Uitspraak
GERECHTSHOF ARNHEM-LEEUWARDEN
verzoekster in hoger beroep,
Gerechtshof Arnhem-Leeuwarden
In deze zaak heeft het Gerechtshof Arnhem-Leeuwarden op 10 maart 2022 uitspraak gedaan in hoger beroep over de machtiging tot uithuisplaatsing van een minderjarige, die door de kinderrechter was verleend. De moeder, verzoekster in hoger beroep, verzocht het hof om de eerdere beschikkingen van de kinderrechter te vernietigen en de machtigingen tot uithuisplaatsing op te heffen, zodat de minderjarige terug kon keren naar haar zorg.
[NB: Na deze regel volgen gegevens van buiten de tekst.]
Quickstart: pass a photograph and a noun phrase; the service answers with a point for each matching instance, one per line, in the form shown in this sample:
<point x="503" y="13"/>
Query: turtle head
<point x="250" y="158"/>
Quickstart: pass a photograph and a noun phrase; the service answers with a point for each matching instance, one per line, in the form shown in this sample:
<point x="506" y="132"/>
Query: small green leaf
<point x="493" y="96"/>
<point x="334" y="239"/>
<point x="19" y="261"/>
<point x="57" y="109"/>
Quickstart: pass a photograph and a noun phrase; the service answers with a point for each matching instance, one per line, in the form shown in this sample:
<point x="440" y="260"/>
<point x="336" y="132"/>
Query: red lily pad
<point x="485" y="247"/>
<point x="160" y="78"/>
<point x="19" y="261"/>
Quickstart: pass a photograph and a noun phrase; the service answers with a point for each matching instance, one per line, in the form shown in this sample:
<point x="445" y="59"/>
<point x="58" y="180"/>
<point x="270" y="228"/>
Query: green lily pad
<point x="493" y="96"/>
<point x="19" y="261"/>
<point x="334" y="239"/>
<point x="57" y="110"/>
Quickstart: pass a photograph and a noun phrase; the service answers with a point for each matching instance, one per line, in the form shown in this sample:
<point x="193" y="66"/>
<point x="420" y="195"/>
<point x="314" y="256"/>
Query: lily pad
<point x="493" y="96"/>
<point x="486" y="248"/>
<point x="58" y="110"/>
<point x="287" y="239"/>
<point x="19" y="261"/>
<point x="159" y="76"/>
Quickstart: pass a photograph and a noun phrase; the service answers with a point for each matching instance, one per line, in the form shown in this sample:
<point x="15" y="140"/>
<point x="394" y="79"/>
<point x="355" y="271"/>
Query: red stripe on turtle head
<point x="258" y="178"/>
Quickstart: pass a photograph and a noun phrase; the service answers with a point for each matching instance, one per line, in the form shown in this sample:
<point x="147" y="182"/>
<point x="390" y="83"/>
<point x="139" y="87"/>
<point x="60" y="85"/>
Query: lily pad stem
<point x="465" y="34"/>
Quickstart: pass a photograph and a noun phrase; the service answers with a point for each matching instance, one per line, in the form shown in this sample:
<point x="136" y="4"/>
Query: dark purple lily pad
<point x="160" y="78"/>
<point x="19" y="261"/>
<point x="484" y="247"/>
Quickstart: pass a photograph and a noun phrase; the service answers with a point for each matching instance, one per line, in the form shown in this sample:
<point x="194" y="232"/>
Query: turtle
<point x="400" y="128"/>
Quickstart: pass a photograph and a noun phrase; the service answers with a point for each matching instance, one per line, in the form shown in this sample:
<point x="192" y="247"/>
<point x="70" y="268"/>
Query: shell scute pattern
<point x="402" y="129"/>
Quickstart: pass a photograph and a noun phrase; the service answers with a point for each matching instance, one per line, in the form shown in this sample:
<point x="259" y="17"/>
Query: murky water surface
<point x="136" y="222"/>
De vader, verweerder in hoger beroep, en de gecertificeerde instelling (GI) verzetten zich tegen dit verzoek en vroegen het hof de eerdere beschikkingen te bekrachtigen.
De procedure in eerste aanleg omvatte meerdere beschikkingen van de kinderrechter, waarbij de minderjarige onder toezicht was gesteld en later uithuisgeplaatst. De moeder had grieven ingediend tegen de beschikkingen van 19 augustus 2021 en 12 oktober 2021, die betrekking hadden op de uithuisplaatsing van de minderjarige. Het hof heeft de feiten en omstandigheden van de zaak zorgvuldig gewogen, waaronder de zorgen over de opvoedingssituatie bij de moeder en de ontwikkeling van de minderjarige in de zorg van de vader.
Het hof concludeerde dat de machtiging tot uithuisplaatsing noodzakelijk was in het belang van de verzorging en opvoeding van de minderjarige. De zorgen over de emotionele veiligheid van de minderjarige en de gedragsproblemen die hij vertoonde, waren doorslaggevend voor de beslissing. Het hof bekrachtigde daarom de eerdere beschikkingen van de kinderrechter en wees het verzoek van de moeder af.